Source : réponse du ministère de l'écologie, du développement durable et de l'énergie (MEDDE) au questionnaire budgétaire de votre rapporteur spécial

À la lecture du tableau, on constate l'explosion du coût de la CSPE, qui pèse sur la facture des consommateurs d'électricité. En outre, cette tendance devrait s'accentuer en 2016. Ainsi, la Commission de régulation de l'énergie (CRE) estime à 7 milliards d'euros le montant des charges prévisionnelles de service public de l'électricité au titre de l'année 2016.

Évolution de la contribution unitaire appliquée entre 2009 et 2015

(en euros/MWh)

Année

2009

2010

2011

2012

2013

2014

2015

Contribution unitaire appliquée

4,5

4,5

7,5 à partir du 1er janvier, puis 9 à compter du 1er juillet

9 puis 10,5 au 1er juillet 2012

13,5

16,5

19,5

Source : réponse du ministère de l'écologie, du développement durable et de l'énergie (MEDDE) au questionnaire budgétaire de votre rapporteur spécial

Comme l'a déjà souligné votre rapporteur spécial dans le cadre de l'examen du projet de loi relatif à la transition énergétique pour la croissance verte24(*), le régime actuel de la CSPE pose deux problèmes majeurs :

- d'une part, d'un point de vue démocratique, il est difficilement acceptable que la détermination du taux d'une imposition dont le produit a déjà dépassé, en 2014, celui de l'impôt de solidarité sur la fortune, échappe totalement au contrôle et au suivi du Parlement ;

- d'autre part, du point de vue juridique, sa compatibilité avec le droit communautaire est discutable. En effet, la CSPE est devenue un véritable fourre-tout, où coexistent, en dehors du budget (et donc, bien souvent, en-dehors du contrôle et de l'arbitrage du Parlement), des dépenses de tous types : les surcoûts des énergies renouvelables, mais aussi d'autres filières (cogénération, voire centrales à gaz construites à l'issue d'appels d'offres...), la prime d'effacement, des aides sociales (tarifs de première nécessité), de l'aménagement du territoire (zones non interconnectées), et même du financement d'administration (médiateur de l'énergie) ;

On a donc fini par créer un véritable « para-budget » de l'énergie, de plusieurs milliards d'euros, sous le seul regard d'un régulateur (la CRE) n'ayant aucun pouvoir budgétaire. Cette situation n'est pas saine et il convient d'en sortir.

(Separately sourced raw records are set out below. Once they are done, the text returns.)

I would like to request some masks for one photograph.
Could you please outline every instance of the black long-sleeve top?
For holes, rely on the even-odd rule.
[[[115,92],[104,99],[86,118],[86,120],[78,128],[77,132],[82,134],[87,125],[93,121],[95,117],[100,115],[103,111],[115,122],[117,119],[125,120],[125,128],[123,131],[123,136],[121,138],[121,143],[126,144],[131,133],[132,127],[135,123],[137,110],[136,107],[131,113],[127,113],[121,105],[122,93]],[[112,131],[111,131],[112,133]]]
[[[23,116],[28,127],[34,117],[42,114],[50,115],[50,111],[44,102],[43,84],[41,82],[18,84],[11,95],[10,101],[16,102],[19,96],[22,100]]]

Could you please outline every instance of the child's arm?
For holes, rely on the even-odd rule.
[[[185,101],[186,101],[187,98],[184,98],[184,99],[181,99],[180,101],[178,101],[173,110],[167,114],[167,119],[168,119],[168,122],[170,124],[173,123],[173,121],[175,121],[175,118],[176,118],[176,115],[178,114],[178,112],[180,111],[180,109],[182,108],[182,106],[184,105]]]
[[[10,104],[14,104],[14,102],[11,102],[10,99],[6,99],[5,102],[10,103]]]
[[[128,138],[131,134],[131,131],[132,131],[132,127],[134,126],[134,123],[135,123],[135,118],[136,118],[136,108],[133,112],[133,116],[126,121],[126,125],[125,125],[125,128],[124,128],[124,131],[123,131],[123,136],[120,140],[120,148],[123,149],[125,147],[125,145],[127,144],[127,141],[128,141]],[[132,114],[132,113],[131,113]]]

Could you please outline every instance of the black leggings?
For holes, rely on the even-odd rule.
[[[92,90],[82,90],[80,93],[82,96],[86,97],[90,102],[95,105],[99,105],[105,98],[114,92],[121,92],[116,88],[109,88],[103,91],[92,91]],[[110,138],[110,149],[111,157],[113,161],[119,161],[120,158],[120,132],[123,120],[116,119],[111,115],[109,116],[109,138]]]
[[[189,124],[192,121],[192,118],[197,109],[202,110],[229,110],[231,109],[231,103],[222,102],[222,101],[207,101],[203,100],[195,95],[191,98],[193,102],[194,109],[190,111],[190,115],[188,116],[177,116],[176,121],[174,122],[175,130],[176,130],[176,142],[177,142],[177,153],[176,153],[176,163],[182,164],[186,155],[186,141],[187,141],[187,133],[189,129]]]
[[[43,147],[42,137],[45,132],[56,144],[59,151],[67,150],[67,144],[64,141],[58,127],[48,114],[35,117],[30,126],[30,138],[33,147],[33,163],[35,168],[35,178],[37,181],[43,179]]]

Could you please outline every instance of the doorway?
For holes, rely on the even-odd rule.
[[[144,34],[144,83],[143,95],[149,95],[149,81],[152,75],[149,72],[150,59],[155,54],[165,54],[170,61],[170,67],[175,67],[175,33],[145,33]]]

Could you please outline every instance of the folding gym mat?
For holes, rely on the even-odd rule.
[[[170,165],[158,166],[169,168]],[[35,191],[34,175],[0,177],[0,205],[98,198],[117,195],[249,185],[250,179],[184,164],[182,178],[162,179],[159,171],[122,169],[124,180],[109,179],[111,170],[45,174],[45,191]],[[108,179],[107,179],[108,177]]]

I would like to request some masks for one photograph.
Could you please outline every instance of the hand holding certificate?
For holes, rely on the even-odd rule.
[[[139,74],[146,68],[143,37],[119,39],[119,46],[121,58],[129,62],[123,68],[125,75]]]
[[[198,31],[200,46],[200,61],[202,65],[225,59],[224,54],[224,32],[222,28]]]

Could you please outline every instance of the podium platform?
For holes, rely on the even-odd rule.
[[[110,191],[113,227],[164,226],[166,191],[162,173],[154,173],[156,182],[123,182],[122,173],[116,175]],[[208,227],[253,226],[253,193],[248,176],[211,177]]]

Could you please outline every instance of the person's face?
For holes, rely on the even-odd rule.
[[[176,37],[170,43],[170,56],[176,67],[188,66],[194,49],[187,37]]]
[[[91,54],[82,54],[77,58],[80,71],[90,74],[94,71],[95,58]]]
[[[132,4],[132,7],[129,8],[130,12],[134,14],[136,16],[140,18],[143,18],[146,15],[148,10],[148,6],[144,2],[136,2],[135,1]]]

Cela s'impose d'autant plus que ces financements multiples semblent contrevenir au droit communautaire, puisque la directive de 2008 sur les accises n'autorise les autres taxes sur l'électricité que si elles poursuivent des « fins spécifiques ». Or plus on finance de choses, plus on poursuit une finalité budgétaire, c'est-à-dire non spécifique. Il importe donc de se prémunir au plus vite d'un tel risque, en réformant la CSPE.

C'est la raison pour laquelle la commission des finances du Sénat a proposé, dans le cadre de l'examen du projet de loi sur la transition énergétique pour la croissance verte, une refondation de cette imposition, adoptée en première lecture par le Sénat, puis supprimée en nouvelle lecture par l'Assemblée nationale.

Le Gouvernement a annoncé une réforme de la CSPE dans le cadre de la loi de finances rectificative de fin d'année. Il sera temps de réaffirmer ces principes et de rappeler ces enjeux dans le cadre du débat attendu (cf. infra).


* 21 Rapport relatif à la mise en oeuvre et au suivi des investissements d'avenir annexé au projet de loi de finances pour 2016.

* 22 Loi n° 2014-1278 du 29 décembre 2013 de finances pour 2014.

* 23 Le MEDDE indique que les montants de charges pour 2014 et 2015 sont des estimations qui pourront être différentes des montants définitivement arrêtés, dans la mesure où les charges liées à la CSPE dépendent de facteurs peu prévisibles : prix de l'électricité sur le marché journalier, coût des matières premières...

* 24 Avis n° 236, n° 2014-2015 de la commission des finances du Sénat, examen du projet de loi sur la transition énergétique pour la croissance verte en première lecture.